La façade dans la rue de la Boucherie à Luxembourg en dit long sur ce qui se cache à l’intérieur de la bijouterie Jungblut. On y lit déjà une certaine rigueur dans les formes, une élégance sans fioritures inutiles, une bonne dose de contemporain et un respect du cadre ancien. Il faut dire que le travail de Georges et Nadine Jungblut, qui ont investi les lieux, signés par l’architecte Max Von Roesgen, correspond parfaitement à ces descriptions. Ils ont voulu un espace qui non seulement mette en valeur les bijoux présentés (vitrines, éclairage, tiroirs, meubles de présentation), mais qui soit aussi pratique et modulable. Le comptoir se glisse contre le mur et, au sous-sol, une des parois peut carrément être repoussée pour agrandir la pièce.

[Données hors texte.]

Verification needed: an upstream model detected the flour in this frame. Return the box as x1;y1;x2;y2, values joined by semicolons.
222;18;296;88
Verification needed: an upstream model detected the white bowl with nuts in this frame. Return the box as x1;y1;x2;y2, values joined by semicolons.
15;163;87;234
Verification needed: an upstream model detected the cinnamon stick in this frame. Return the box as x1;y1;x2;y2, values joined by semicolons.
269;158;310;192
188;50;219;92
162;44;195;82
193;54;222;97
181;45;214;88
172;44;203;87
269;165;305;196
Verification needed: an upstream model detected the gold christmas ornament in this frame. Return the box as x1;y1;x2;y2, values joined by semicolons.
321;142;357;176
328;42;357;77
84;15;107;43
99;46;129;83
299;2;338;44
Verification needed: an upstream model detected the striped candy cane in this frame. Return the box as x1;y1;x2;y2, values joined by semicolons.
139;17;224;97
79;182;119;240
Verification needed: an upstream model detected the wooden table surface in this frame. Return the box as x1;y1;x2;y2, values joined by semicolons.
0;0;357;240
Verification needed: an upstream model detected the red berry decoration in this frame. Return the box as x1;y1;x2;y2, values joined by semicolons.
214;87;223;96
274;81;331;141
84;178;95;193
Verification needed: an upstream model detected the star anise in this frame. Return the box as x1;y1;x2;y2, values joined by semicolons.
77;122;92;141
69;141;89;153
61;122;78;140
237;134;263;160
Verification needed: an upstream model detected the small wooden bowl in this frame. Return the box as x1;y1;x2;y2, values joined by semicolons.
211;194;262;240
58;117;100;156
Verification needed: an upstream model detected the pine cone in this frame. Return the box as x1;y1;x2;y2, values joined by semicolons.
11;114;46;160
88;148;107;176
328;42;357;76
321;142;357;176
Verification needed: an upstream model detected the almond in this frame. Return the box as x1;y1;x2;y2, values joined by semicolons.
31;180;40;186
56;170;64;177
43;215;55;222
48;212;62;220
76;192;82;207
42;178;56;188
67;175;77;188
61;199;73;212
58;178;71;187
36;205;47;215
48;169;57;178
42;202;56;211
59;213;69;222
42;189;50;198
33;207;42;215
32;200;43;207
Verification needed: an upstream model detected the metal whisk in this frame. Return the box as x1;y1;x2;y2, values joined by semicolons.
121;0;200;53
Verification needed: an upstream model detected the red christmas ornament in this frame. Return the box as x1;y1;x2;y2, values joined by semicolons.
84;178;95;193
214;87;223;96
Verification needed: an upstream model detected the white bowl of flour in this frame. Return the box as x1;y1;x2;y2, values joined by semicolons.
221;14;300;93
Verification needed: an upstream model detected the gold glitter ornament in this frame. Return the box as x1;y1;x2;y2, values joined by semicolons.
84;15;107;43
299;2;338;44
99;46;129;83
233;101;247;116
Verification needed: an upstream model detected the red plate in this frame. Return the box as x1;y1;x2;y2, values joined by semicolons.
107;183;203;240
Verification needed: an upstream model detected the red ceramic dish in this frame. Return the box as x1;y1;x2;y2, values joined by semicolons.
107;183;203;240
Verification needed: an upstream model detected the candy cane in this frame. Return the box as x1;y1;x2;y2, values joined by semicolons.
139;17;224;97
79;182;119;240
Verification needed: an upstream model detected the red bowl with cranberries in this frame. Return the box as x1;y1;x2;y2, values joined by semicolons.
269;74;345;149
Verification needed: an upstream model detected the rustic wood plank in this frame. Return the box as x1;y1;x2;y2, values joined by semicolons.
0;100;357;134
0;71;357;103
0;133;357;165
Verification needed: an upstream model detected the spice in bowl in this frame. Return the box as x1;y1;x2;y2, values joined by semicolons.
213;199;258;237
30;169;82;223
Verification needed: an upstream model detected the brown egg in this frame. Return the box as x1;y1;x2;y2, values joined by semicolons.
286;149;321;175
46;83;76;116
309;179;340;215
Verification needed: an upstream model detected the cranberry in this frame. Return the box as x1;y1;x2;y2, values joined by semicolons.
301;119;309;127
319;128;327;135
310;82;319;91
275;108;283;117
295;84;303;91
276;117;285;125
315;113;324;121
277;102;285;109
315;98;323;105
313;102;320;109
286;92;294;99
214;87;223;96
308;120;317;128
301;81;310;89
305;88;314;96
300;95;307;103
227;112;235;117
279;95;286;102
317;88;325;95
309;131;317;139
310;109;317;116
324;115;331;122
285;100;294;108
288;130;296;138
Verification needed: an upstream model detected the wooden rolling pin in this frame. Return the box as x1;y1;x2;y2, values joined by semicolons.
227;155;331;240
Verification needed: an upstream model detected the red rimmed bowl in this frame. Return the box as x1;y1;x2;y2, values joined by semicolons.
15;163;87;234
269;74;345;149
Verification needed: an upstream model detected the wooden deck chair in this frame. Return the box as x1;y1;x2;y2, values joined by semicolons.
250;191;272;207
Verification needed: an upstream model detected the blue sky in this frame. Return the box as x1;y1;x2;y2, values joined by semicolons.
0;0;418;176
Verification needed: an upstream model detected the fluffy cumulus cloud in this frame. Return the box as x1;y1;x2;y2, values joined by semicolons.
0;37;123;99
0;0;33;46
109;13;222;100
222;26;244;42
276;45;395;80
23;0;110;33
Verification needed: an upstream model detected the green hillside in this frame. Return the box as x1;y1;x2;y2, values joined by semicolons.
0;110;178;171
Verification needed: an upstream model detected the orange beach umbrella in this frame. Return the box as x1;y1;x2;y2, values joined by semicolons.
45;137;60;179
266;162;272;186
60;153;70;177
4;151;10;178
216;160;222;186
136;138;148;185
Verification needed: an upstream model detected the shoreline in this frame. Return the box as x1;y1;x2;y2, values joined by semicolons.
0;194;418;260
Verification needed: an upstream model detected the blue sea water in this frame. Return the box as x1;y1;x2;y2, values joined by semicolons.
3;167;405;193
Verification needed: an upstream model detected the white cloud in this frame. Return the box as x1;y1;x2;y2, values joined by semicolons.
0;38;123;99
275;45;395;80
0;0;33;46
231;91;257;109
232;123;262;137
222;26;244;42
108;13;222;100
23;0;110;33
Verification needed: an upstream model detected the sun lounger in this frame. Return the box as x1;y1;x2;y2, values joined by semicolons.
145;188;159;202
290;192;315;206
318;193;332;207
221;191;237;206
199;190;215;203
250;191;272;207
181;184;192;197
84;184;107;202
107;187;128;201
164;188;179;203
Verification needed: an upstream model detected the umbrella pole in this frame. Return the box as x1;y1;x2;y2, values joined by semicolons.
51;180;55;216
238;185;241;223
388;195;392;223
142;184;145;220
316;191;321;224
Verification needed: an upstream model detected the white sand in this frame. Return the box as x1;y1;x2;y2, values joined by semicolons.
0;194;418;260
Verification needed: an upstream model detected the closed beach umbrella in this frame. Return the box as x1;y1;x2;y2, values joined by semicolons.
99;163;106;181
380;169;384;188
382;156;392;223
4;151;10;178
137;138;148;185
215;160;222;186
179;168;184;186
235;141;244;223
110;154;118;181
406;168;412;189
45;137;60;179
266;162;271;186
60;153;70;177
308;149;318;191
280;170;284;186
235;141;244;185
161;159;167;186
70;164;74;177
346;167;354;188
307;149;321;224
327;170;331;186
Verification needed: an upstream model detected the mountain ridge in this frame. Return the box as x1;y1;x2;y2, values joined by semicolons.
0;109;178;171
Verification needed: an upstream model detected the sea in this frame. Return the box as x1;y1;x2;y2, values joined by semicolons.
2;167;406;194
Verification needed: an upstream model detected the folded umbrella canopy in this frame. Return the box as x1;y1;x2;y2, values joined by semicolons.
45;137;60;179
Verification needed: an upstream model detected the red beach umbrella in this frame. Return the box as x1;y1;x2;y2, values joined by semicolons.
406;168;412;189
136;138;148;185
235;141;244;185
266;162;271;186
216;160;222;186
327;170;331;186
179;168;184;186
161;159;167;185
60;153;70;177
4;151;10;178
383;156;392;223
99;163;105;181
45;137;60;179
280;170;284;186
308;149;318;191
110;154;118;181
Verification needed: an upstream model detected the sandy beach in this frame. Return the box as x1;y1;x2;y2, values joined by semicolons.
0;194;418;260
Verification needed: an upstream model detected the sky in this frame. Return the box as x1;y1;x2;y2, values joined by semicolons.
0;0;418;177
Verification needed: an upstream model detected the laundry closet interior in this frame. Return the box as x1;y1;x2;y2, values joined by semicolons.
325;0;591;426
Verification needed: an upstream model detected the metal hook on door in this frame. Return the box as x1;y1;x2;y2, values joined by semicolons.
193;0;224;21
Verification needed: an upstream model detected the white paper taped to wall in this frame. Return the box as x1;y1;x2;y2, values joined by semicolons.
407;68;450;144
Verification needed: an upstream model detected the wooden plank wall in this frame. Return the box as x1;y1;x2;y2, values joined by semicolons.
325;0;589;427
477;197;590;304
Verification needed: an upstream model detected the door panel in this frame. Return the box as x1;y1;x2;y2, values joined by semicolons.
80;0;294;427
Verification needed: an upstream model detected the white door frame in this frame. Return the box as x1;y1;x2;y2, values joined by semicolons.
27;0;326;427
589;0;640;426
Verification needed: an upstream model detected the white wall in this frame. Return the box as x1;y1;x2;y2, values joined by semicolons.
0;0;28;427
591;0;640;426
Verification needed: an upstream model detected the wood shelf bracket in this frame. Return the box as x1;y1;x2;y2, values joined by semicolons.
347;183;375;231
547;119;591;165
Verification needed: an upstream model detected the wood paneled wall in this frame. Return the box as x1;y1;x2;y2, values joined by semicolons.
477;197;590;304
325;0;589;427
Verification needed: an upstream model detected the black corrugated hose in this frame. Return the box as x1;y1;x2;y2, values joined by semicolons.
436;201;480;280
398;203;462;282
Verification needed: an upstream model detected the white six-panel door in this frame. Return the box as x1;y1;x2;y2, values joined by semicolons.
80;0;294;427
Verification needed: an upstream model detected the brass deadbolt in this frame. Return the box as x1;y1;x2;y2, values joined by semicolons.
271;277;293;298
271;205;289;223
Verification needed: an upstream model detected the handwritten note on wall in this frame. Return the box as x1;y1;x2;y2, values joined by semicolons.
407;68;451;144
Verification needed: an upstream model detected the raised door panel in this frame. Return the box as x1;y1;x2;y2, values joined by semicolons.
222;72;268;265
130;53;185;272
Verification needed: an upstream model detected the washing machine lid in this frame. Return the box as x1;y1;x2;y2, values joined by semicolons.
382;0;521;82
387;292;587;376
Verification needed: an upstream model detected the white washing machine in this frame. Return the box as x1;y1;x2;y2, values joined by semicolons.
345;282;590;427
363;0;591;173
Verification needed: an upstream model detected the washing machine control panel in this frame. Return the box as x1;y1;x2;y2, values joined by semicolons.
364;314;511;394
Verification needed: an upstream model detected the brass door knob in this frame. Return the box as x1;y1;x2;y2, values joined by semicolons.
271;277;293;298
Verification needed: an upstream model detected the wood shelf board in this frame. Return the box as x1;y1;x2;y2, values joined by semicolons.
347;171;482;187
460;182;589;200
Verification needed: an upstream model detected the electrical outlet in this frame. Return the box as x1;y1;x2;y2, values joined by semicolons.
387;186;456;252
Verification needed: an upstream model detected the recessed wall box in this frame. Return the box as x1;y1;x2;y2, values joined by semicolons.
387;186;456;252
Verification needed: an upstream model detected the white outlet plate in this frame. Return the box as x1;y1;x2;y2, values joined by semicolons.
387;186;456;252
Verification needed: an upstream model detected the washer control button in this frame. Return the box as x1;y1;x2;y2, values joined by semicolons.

Historiquement, la bijouterie Jungblut était on ne peut plus classique. Les parents de Georges étaient installés dès les années 60 dans le passage de la rue Philippe II avec une gamme de bijoux classique, un choix de montres suisse et de l’argenterie. Très vite après avoir repris la boutique en 1997, il s’intéresse aux bijoux contemporains. Quand il déménage rue Louvigny, il développe les collections de bijoux contemporains tout en gardant les bijoux classiques qu’il abandonnera complètement quand il s’installe rue de la Boucherie. La clientèle s’est forcément renouvelée, rajeunie, internationalisée, mais les fidèles découvrent une autre bijouterie, un autre style, souvent avec bonheur. « Ils ont déjà des bijoux classiques et veulent autre chose », constate le patron. Nadine et Georges ont donc progressivement mis de côté les bijoux classiques fabriqués en série pour se concentrer sur les pièces de créateurs. Reconnus sur la scène internationale, ces artistes sont souvent primés, exposés, publiés. La sélection oscille entre des bijoux portables à toutes les occasions, qui peuvent subir les aléas de la vie courante et d’autres qui sont d’abord des œuvres d’art à porter... Les clients sont ceux qui n’ont pas besoin d’une grande médiatisation pour confirmer leurs goûts personnels. Le choix des artistes se fait à travers les contacts des artistes, les salons, les sites internet, les rencontres se font peu à peu et la collection s’étoffe.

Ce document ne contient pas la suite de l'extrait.